Still Dreaming: All4 R55 MINI
flatisflat last edited by flatisflat
In this edition, we'll discover how simultaneously easy and complicated this conversion would be mechanically.
Specifically: the subframes.
Section 4. The Front Subframe
In the first part of the 2nd installment, I got into the front end dimensional differences between the 2nd gen Countryman (R60) and Clubman (R55) and reviewed how much of a part each individual frame/suspension bit was playing in that equation.
We were left with 0.8" inches needing to be taken up by either the subframe pick-up locations or the LCA length.
Well, comparing realoem.com diagrams for each, I believe we can rule out the subframe.
While it may be difficult to discern which subframe is which, I overlaid the two diagrams and there appears to only be one subframe pick-up point that changes its location in space.
The R55 pick-up point is the one further away from the subframe main 'beam'. The more I looked into this, the more sense it made. The R60 is designed with a slightly larger tunnel to better accommodate both the driveshaft and the exhaust piping. This narrower subframe plate -- and thus pick-up point -- on the R60 is a reflection of that increased tunnel width.
Separate from that, the R60 rotates its engine mount pick-up orientation 90 degrees. The other major subframe modification comes at its center.
Here you can see both the rotated mount pick-up, but also the changed 'crossover section' stampings.
These aren't the best view of what all is going on, but the gist of it is this: clearance.
While on the R55, the exhaust makes slight bends to run under that 'crossover section', the R60 All4 doesn't take that same liberty with the driveshaft, unless they were to sacrifice ground clearance / packaging:
Here you can see that the transfer case output is still relatively 'high and tight'. The R60 subframe 'crossover section' is revised in a way where the rigidity and support of that structure is shifted upward and around that cavity (more on that in a second), thus allowing for another inch or two of clearance to let the driveshaft have its direct line to the rear of the car.
Now, for that cavity:
That's where the steering rack lives. Remember, the mounting points are unchanged between the R55 and R60, and the steering racks are effectively identical between the two cars.
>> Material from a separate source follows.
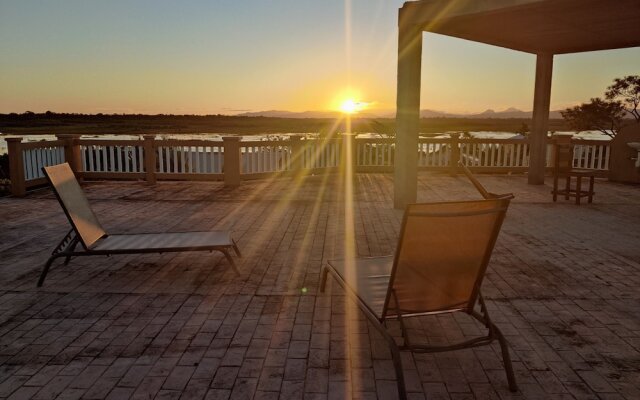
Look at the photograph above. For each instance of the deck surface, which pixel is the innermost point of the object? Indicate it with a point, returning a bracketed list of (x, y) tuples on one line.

So, they simply modified the subframe to 'wrap around' the steering rack somewhat to help create clearance for the driveshaft below, but the steering rack is located in the same 'space' on both cars.
Soooo, the rear subframes?
Again, differentiating between what is what is less important as the fact that none of the subframe mounting points are the same. None. Zero. Zilch.
This also goes for the lateral links.
The links themselves are the same between the two cars, but the mounting points for them between the two subframes change.
Referring back to that Edmunds article, the rear track width of the R60 is 3.6 inches wider than the R55: there isn't a fender flare in the world to make that look alright on my car if I tried a straight-up switch -- never mind the fact that the geometry would get screwed since the trailing arm pick-up point wouldn't move, so the angle of the trailing arm would be significantly different. I would have rear toe-in for DAAAAAAYS.
The solution? I've thought about this off-and-on for a few days now and I think the only way to go about this is to have a custom 'hybrid' subframe built. I need to be able to retain all my OEM pick-up points, but then have the middle section modified to incorporate the front differential mount and enough clearance for the diff as well.
You might say, "just get custom adjustable lateral links; that should be cheaper than a custom subframe", and you'd be right, but that alone doesn't fix the issue of all the subframe mounting points being different.
Then there's this elephant in the room....
That's the differential rear mount ...moustache bar... thing...
Between that and the differential, I'm pretty sure I'm losing my spare tire well. I have thoughts on being able to create a new mount for the spare donut in the area of the trunk under the false floor, thereby sacrificing overall trunk space but still being able to carry a spare. But that's altogether kinda small potatoes in the grand scheme.
As for the custom subframe, I figure: get a used R60 All4 and R55 rear subframe; drop them off at a fab shop / metal worker; tell them what I need and then give them plenty of time to measure twice / cut once / weld -- perhaps even before making the big donor vehicle purchase to facilitate the rest of the conversion...hhmmm....perhappity yes.
TL;DR: front subframe swap good. Rear subframe swap bad.
And that brings us to the conclusion of this installment. Thanks for stopping by, Hyphen!